Blepharitis (pronounced bleh-fuh-rye-tis) is a common, noncontagious type of inflammation of the eyelid, caused by the blockage of small oil glands in the eyelid, often due to bacterial infection, oil buildup, or an allergic reaction. The condition can be classified as anterior, affecting glands on the edge of the eyelid around the lashes, or posterior, affecting glands that lubricate the interior of the eyelid (called meibomian glands). Typically, blepharitis is a long-lasting condition, and symptoms of irritation are often intermittent and persistent. Intermittent treatment is primarily centered on improving eyelid hygiene.
Blepharitis can be associated with a variety of symptoms, including:
- Itching/burning feeling
- Watery eyes
- Skin redness
- Flaking, crusting, scaling, tearing of eyelid margins
- Sensation of having a foreign body beneath eyelid (posterior blepharitis)
- Loss or misdirection of eyelashes
Blepharitis is also frequently associated with other conditions such as dry eyes or bacterial eye infections, as well as some skin conditions like acne rosacea.
Blepharitis can be easily identified through a simple visual exam by your eye care professional. Occasionally, an eyelid swab may be performed to analyze the material for signs of bacterial infection.

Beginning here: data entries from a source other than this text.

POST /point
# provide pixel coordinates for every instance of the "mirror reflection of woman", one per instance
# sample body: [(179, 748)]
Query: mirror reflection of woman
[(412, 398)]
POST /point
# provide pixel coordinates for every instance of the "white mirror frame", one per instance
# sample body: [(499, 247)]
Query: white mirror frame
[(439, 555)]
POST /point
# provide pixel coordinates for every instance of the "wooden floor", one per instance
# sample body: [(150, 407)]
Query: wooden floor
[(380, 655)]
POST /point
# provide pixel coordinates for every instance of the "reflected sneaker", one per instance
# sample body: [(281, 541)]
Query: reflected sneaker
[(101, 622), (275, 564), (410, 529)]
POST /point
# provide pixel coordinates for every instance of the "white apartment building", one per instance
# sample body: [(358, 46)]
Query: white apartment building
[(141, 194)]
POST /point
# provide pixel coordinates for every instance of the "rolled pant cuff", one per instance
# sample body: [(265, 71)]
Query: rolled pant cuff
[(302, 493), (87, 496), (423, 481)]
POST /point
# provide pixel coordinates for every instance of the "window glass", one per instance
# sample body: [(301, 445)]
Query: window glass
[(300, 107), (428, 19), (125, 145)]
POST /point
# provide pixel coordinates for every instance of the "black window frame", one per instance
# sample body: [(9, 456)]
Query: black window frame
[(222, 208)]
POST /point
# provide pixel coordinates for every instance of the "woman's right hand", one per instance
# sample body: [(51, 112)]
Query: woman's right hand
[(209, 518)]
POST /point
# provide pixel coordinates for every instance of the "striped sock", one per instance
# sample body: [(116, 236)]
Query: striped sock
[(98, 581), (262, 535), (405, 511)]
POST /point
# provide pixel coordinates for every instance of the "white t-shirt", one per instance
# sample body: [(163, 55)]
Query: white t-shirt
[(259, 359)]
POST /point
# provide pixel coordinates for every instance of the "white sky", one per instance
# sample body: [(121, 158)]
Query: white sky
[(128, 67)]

There is no commonly accepted “cure” for blepharitis, which is often a persistent and long-lasting condition. However, a variety of treatment options, centered primarily on eyelid hygiene, can help ease the symptoms to a very manageable level.
- A warm compress (a wet washcloth or towel will do) can be applied for several minutes to relieve irritation and loosen the crust/scales on the eyelid.
- Gently washing the eyelid and eyelashes with over-the-counter lid scrubs or baby shampoo will keep the eyes clean.
- Antibiotics may be prescribed if bacterial infection is present.
- In cases of posterior blepharitis, nutritional supplements containing omega-3 fatty acids have been shown to ameliorate functioning in the meibomian glands.